<中国航空事情>

エアバスと中国

 

 北京と上海を訪ねたのは12月なかばであった。その1週間ほど前、中国は欧州でEC175中型双発ヘリコプターの共同開発に合意していた。のみならず、もっと大きな合意はエアバスA320を150機発注すると共に、その組立て工場の一部を中国にも誘致する計画を進めることで契約書に調印したところだった。

 これらの合意は、温家宝首相の12月4〜7日のフランス訪問で実現したもので、日本でも「中国のしたたかな商談」として報じられた。そのしたたかさはアメリカに向かっても発揮され、欧州ばかりにのめり込むのもどうかという考えからか、11月のブッシュ大統領の訪中に際して、あらかじめ中国側はボーイング737を150機発注していた。

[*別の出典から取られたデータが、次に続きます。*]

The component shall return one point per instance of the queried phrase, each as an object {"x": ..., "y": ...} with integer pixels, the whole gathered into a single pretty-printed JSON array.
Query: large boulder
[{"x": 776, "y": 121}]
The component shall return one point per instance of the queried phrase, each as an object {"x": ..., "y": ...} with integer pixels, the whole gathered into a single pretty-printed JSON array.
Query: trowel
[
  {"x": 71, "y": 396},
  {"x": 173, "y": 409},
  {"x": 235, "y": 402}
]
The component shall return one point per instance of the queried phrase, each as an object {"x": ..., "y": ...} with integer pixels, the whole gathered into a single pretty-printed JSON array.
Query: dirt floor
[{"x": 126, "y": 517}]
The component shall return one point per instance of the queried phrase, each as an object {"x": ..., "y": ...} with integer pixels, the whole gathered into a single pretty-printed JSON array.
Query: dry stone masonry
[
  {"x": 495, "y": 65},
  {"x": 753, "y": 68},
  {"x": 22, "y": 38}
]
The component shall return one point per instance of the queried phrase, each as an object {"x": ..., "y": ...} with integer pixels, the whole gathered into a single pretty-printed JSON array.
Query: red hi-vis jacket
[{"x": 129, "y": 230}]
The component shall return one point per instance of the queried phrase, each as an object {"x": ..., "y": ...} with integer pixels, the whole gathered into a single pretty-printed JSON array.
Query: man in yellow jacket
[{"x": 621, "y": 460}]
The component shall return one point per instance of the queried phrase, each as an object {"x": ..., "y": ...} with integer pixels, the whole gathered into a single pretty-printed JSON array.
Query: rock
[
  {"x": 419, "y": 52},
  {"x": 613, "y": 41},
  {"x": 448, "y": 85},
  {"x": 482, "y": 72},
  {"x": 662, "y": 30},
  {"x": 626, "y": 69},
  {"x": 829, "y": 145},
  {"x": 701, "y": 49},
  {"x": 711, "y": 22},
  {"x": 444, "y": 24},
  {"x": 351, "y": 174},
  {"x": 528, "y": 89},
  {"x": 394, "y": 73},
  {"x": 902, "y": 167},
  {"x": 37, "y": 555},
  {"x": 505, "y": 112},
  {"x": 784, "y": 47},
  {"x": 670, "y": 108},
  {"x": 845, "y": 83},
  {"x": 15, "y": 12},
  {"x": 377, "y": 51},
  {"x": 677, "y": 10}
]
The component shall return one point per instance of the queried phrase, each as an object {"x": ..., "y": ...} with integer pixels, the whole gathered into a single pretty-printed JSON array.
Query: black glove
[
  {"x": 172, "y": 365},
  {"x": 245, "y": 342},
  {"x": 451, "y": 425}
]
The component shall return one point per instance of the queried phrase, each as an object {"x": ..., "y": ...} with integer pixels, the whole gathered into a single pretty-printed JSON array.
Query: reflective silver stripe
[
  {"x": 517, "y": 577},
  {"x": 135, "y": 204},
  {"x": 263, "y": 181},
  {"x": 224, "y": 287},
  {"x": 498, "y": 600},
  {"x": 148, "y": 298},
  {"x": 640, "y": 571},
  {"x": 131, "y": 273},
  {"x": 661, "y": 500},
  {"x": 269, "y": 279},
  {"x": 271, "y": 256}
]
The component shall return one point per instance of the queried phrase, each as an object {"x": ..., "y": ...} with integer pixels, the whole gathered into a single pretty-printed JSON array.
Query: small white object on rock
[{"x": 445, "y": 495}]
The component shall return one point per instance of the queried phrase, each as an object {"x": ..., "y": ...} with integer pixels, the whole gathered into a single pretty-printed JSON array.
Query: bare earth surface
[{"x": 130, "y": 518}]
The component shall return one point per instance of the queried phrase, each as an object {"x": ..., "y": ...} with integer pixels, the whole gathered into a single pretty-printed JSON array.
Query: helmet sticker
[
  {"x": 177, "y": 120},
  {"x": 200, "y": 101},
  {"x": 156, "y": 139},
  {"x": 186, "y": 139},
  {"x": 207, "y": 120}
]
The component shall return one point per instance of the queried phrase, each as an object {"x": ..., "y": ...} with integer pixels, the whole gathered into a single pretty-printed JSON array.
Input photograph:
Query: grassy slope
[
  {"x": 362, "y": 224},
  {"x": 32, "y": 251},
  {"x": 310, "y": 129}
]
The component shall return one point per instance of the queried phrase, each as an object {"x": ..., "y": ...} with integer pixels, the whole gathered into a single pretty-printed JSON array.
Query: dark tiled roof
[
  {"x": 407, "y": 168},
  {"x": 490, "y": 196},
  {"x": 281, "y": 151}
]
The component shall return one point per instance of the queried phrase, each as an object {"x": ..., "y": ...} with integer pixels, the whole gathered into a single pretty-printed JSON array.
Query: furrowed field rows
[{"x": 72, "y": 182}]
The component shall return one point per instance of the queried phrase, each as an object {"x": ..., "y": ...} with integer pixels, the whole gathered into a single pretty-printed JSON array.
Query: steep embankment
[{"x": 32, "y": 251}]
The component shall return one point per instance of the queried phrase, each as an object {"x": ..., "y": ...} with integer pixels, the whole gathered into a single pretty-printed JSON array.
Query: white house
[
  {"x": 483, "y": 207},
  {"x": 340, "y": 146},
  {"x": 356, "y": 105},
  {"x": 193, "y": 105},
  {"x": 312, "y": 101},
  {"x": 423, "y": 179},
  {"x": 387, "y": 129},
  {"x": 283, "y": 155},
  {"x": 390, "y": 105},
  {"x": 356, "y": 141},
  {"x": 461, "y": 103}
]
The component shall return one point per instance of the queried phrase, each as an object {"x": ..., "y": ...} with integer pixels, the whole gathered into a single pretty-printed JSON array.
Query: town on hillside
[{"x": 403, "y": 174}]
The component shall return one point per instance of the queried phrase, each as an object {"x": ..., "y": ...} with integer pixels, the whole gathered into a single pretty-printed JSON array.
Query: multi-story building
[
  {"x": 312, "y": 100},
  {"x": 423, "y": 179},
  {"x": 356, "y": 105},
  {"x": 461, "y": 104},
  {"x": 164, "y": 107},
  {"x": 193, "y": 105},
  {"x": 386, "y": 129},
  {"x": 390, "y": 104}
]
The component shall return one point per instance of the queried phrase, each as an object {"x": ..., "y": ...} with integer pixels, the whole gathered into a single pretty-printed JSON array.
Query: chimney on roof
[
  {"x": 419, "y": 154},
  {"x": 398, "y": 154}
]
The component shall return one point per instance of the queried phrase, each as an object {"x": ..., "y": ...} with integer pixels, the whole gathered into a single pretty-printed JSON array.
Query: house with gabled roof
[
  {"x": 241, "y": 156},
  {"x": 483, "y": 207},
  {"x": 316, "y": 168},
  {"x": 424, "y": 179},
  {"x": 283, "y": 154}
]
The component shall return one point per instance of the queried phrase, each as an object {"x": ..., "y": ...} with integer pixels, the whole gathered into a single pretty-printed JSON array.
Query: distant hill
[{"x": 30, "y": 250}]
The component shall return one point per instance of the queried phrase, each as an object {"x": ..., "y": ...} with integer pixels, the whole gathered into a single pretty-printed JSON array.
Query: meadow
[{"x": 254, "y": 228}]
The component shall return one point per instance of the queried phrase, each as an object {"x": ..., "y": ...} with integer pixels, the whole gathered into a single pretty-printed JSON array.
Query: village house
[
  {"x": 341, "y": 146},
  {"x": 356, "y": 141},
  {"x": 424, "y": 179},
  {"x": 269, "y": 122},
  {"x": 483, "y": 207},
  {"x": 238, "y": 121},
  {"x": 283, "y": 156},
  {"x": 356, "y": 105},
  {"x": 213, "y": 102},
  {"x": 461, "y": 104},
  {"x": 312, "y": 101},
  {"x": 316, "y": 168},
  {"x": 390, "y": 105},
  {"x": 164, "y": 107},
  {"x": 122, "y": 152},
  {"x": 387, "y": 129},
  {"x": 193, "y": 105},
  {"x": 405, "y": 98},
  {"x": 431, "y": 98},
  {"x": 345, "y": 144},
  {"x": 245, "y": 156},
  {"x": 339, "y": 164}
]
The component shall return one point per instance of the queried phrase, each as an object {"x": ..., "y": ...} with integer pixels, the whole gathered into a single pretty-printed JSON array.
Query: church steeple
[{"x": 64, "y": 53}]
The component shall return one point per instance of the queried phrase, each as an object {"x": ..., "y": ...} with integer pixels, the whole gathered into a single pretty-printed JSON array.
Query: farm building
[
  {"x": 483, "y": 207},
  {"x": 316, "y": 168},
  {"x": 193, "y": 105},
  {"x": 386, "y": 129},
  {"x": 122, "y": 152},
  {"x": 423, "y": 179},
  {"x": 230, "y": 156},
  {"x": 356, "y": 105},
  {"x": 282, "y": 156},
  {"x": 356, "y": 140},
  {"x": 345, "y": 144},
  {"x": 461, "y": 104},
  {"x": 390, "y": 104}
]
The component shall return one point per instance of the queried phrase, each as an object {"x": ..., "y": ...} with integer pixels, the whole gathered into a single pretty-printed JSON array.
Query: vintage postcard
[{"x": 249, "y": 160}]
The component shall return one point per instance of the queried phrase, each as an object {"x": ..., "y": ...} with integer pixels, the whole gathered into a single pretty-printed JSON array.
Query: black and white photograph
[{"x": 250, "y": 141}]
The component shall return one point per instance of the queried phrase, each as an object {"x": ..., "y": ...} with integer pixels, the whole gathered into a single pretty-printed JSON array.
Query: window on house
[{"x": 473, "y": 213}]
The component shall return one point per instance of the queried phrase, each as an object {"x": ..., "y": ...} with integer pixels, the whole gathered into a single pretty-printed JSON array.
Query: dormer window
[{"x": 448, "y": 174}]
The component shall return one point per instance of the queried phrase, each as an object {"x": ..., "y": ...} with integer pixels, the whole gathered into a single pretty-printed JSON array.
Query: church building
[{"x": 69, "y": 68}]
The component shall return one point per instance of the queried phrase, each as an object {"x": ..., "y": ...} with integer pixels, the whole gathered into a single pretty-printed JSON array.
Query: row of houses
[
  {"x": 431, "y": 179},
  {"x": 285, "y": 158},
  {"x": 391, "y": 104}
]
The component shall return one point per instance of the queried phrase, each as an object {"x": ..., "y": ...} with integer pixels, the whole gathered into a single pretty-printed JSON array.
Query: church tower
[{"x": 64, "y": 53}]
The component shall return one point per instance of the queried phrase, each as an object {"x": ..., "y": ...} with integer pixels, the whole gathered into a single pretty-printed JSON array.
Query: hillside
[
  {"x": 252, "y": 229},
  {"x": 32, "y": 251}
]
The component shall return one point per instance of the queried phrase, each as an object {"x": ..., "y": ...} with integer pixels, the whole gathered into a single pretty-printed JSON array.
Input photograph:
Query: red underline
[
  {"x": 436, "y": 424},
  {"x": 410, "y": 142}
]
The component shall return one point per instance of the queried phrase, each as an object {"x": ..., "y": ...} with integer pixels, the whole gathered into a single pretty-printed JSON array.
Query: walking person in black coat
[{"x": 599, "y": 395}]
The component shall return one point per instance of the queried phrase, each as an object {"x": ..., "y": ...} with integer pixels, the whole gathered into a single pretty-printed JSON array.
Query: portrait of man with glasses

 これらの発注は、西側諸国ならば当然のこと航空会社がそれぞれに自分の考えでおこなうところだが、中国はそこが違う。中国の航空会社も形の上ではいくつもの企業に分かれていて、民営航空を名乗っているが、実際は機材の注文も政府が取り仕切っているらしい。すなわち社会主義下の国営企業である。

 そうなると、規模の大きさを腕力に変えて、欧米双方の2大航空機メーカーを手玉に取ることもできる。というよりも欧米の2大勢力を相手とする「したたかな政治的取引き」も可能になるわけである。


中国東方航空のエアバスA320
私も先日これで北京から上海へ飛んだ。
運賃は540元(約9,000円)

 このような中国市場におけるエアバスとボーイングの売りこみについて、先々週の英「フライト・インターナショナル」誌(2005年12月13日号)が次のように分析している。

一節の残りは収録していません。